By Cassady Rosenblum
Natural Light Beer achieved a Guinness World Record for the world’s longest slip-n-slide, stretching 2,021 feet down a hill at Canaan Valley Resort. While many readers will recall Guinness World Records from the popular children’s book–and its harrowing images such as world’s longest fingernails–they may be surprised to learn that Guinness Book of World Records first began as an argument between hunting buddies. In 1951, according to the Guinness World Records website, Sir Hugh Beaver was out bird hunting in the Irish countryside when he failed to shoot a single golden plover, a type of shore bird now known to fly at speeds of up to 60 miles per hour. Put out, Beaver remarked that the golden plover must be the fastest game bird in Europe. His hunting buddies, as good hunting buddies do, ribbed him mercilessly, arguing he was a sore loser.
Beaver’s failed expedition, however, would wind up bagging him a bigger idea: Why wasn’t there a book where you could look up these kinds of questions, and find the definitive answers? Beaver, who was then the Managing Director of the Guinness Brewery, decided he would make the book he desired. In 1954, he recruited his twin brothers, Norris and Ross McWhirter, who made a living supplying statistics to newspapers. With their help, Beaver figured he would place the book free of charge in Irish pubs as a marketing gimmick for Guinness Beer. Instead, the first Guinness Book of World Records, which debuted in 1955, became a sensation. According to Time Magazine, Beaver and his brothers sold 50,000 copies in the first year alone, and would go on to sell 120 million copies in 37 languages over the coming decades. But with the arrival of the Internet, book sales plummeted, forcing Guinness to shift its business model.
According to a 2017 story by Planet Money of NPR, Guinness realized it could make money from the record-attempters themselves. Companies (or countries) with cash to burn can pay Guinness fees ranging from $12,000 to $500,000 to receive help finding records to break, and advice on how to go about breaking them. This is an appealing option for companies such as Natural Light Beer, which paid Guinness World Records an undisclosed fee for help in breaking the world’s longest slip-n-slide record last week, or countries like the previous record-holder, Jordan, who wanted to prove they are a family-friendly destination.
Mike Marcotte, the official Guinness World Records adjudicator at the slip-n-slide event last week, said individuals are still permitted and encouraged to submit their own world record claims, and indeed many from West Virginia have. In 2020, a fitness instructor from Morgantown named Rupa Hulet became the reigning world champion for most pull-ups done by a woman in a minute when she completed 34. In 2011, Zachary George of Elkins won his fifth Guinness World Record in 2011 when he clipped 51 clothespins on his hand in one minute.

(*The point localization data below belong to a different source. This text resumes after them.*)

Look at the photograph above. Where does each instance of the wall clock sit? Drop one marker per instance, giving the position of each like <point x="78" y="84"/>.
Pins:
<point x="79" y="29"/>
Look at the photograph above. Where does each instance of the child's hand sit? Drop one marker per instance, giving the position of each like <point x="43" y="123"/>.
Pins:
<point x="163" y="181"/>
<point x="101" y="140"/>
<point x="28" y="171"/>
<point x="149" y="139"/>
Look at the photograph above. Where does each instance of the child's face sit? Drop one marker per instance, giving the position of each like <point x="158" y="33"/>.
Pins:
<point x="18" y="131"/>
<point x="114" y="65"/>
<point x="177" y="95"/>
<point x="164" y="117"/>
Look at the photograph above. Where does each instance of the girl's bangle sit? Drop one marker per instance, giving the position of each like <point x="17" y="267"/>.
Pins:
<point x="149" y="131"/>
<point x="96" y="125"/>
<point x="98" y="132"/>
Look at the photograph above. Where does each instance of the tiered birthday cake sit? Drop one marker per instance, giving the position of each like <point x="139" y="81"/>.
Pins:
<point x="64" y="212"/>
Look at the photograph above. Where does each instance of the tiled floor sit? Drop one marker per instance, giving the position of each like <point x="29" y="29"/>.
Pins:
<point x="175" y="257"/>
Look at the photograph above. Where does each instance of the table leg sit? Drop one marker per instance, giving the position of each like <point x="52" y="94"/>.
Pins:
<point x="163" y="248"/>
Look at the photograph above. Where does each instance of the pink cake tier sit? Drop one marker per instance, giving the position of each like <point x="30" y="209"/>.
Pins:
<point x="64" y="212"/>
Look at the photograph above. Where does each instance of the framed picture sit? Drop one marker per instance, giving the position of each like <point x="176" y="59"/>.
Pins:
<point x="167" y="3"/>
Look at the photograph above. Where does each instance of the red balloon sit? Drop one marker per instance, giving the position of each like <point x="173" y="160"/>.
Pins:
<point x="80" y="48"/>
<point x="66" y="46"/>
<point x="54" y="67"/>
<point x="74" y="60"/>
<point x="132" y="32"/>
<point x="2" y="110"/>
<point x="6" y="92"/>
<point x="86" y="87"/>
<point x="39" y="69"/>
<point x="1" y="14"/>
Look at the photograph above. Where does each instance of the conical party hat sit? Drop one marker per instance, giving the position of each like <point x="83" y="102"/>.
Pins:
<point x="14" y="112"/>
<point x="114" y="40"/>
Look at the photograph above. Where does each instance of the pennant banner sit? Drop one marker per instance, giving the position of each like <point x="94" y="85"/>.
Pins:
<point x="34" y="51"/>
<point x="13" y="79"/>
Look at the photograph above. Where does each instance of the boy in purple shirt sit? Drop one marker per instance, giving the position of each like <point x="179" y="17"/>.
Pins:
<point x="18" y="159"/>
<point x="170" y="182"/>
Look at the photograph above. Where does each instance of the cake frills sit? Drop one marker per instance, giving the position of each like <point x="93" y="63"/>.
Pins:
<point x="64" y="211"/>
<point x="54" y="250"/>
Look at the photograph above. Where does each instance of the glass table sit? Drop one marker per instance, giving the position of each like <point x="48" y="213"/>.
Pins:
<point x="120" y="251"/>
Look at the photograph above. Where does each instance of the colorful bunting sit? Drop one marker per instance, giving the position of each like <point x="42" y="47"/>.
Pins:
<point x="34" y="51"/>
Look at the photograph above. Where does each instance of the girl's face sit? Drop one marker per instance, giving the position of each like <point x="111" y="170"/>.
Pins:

Nevertheless, not everyone likes the new business model, including British comedian John Oliver of Last Week Tonight. According to Slate, Oliver says the practice of selling Guinness World Records allows corrupt countries with serious human rights abuses, such as Turkmenistan and Saudi Arabia, to launder their reputations. Nevertheless, Guinness World Records continues to persist, perhaps because it appeals to our most basic desires: winning, and knowing who’s right.